27 Oct Becoming a Signed Wilhelmina Model
I am thrilled to share that earlier this month I signed with Wilhelmina Models! The little 14-year-old brace face me watching America’s Next Top Model could never imagine this becoming a reality! And all praise is to Him! But, let me share my full testimony on how I achieved this feat…
At the beginning of 2019, I decided I wanted to quit my full-time corporate Fortune 500 job to pursue modeling. I began taking my own digitals (harder than you’d expect; should be an Olympic sport) and applying to every possible agency in the world with a submit button. *No response.* The idea is great but the actual act of transitioning to full-time modeling is harder said than done when you have student loans, mounting health issues, and …well… no money saved. So I chatted about my plan with my loving yet hesitant parents and when my lease was up in March, I moved back in with them. For the next 7 months, I put what would be rent money into my savings and commuted to my job which now was a 40 mile/1.5 hour drive each way Mon-Fri. I joined with Click Models in May, my first agency ever which gave me my first taste of what this future new life would be like. I began using my PTO and sick days for booked jobs and with each job, I realized this is something I truly wanted. During #SwimWeek, I went to open agency calls for the first time with no luck, and I must admit I was prepared to hear it, but actually hearing, “You don’t have the look” — it leaves you a lil bruised. But nevertheless, I continued my passion.
*Submits new digitals* GASP! I received one response— from Wilhelmina! AH! I had the opportunity to meet with Willy in July after submitting to them online, but I couldn’t attend due to work conflicts. A little piece of me died inside. “Will I ever get this opportunity again?” “Did I just pass up on my only chance to be with the agency I always dreamed of?” At this point I began resenting my increasingly difficult job more than ever for ‘getting in the way.’ But all you can do is keep pushing forward. I initially had planned to quit my job the beginning of August but that turned late August, mid September and then end of September. I put my foot down. September I would leave, no more push backs.

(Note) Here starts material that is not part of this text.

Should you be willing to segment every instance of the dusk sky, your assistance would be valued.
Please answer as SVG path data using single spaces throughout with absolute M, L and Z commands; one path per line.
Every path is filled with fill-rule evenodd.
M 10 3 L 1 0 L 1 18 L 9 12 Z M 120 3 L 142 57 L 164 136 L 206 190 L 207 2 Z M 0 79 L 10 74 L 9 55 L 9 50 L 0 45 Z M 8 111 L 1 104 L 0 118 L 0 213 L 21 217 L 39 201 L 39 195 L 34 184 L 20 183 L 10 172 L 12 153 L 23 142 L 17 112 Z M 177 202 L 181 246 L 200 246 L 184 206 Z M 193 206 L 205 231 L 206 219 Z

At the beginning of September, I joined T.H.E Artist Agency and that felt so amazing. But I still wanted to pursue representation in a major U.S. city. So I put a plan into action: I would travel to NYC and LA within a month of quitting to meet with agencies and attend open calls. *Submits newer digitals* and follow up email to Willy. I GOT A RESPONSE BACK! And a meeting was scheduled.
I was terrified and excited all in one and basically did what I hope was leaving my heart on the table and I asked as many questions as I could think: am I too old, am I too short, do you really think there’s a place for me in this market, do I need to move, how’s my size, what is a day in the life, etc. I left buzzing with a copy of the contract to review. It felt like I could really fit there. This could be it. But nothing was a given. Not yet. But I still cried tears of happiness in my NYC hotel room because even if that was as far as I’d make it, I’d still be so proud of myself. (I also had another meeting with another major NYC agency. Everything else was open calls [gulp].) But a week later, it happened. I signed my papers as I was simultaneously receiving rejection emails from others. And I cried again and told my parents and family and friends and smiled til my cheeks hurt. It didn’t feel real and it still doesn’t.
And I wanted to share this testimony because this industry is quite an enigma. I’ve watched at least a dozen hours of YouTube vlogs from models going to castings and open calls and detailing their experiences. They’re all different. I’ve complied the open call times of every agency in a Powerpoint doc. I’ve stalked dozens of agents via IG hoping to find an email address in their bio. They all seek different things. It all seems so complex and confusing no matter how much research you do or how many models you ask.
I also share this experience because I want to keep it real. You see the announcement, but you didn’t see the tears of sadness I cried at my desk when the office emptied out (or when it didn’t) or in the parking garage or in my car outside my parents house. The number of days I’d crash at my bf’s and his gracious roommates’ house just to avoid that long ass drive home, the countless times I’d spend in coworkers offices seeking upliftment or even encouragement not to sign a new lease, the hours I put in the gym, the “healthy” eating recipes I made and never ate, my discovery of SlimFast and nutrition bars and the ensuing weekly measurements. Oh and weighing myself— hadn’t done that in years. The day I discovered I’m actually 5’8” not 5’7” after making both my mom and bf measure me multiple times. My saved playlist of rhinoplasty videos and no-makeup makeup looks. The compounding time I’d spend squeezing myself every time I looked in the mirror searching for progress or imperfections. It all comes with it too. But I’ve been preparing for this mentally, physically, and spiritually like my life depends on it… it kinda does. And I’m ready.